MySQL Self-Join Clause (Incrementing ID)


I have a table called "stocks", and its records are described in the following

ID| Date       | Qty
1 | 2017-01-03 | 10
2 | 2017-02-11 | 15
3 | 2017-03-15 | 16
4 | 2017-04-25 | 30
5 | 2017-06-20 | 40

I want to find the difference between the "Qty" of each successive rows. For that purpose, I use the query:

SELECT first_table.id as "First Table ID"
     , first_table.date AS "From"
     , first_table.qty AS "First Table Qty"
     , second_table.id as "Second Table ID"
     , second_table.date AS "To"
     , second_table.qty AS "Second Table Qty"
     , (second_table.qty - first_table.qty) AS Quantity_Difference 
  FROM stocks first_table 
  JOIN stocks second_table 
    ON first_table.id + 1 = second_table.id

The following depicts the result that I got from the above query.

link

My questions are:

1) In the above query, what does the clause first_table.id + 1 = second_table.id mean?

2) In the JOIN clause, I add "1" on the first_table ID (i.e. first_table.id + 1).

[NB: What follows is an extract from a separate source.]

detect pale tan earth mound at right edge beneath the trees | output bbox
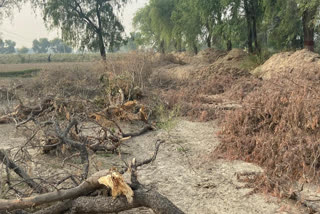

But, in the result that I got, why does the second_table ID that get incremented? I thought that, by adding 1 to the first_table ID, the first_table ID that should be incremented instead of the second table ID.


Solution

  • In the above query, what does the clause first_table.id + 1 = second_table.id mean?

    It means to join rows in the table whose IDs differ by 1.

    But, in the result that I got, why does the second_table ID that get incremented?

    It's not incrementing IDs, it's adding 1 to the ID of one row and comparing that with the ID of another row. When first_table.id = 2, first_table.id + 1 is 3, so it joins that row with second_table.id = 3.

    The addition is only done in the WHERE clause, you're not returning the result in the SELECT list. So it selects the original first_table.id, not first_table.id + 1.

    As mentioned in the comments, this query will only work properly when IDs all increment by 1. If there are any gaps in the ID sequence, you'll skip the first_table.id before the gap and second_table.id after the gap. See Subtract Quantity From Previous Row MySQL for a better way to subtract values from adjacent rows that doesn't depend on IDs being sequential.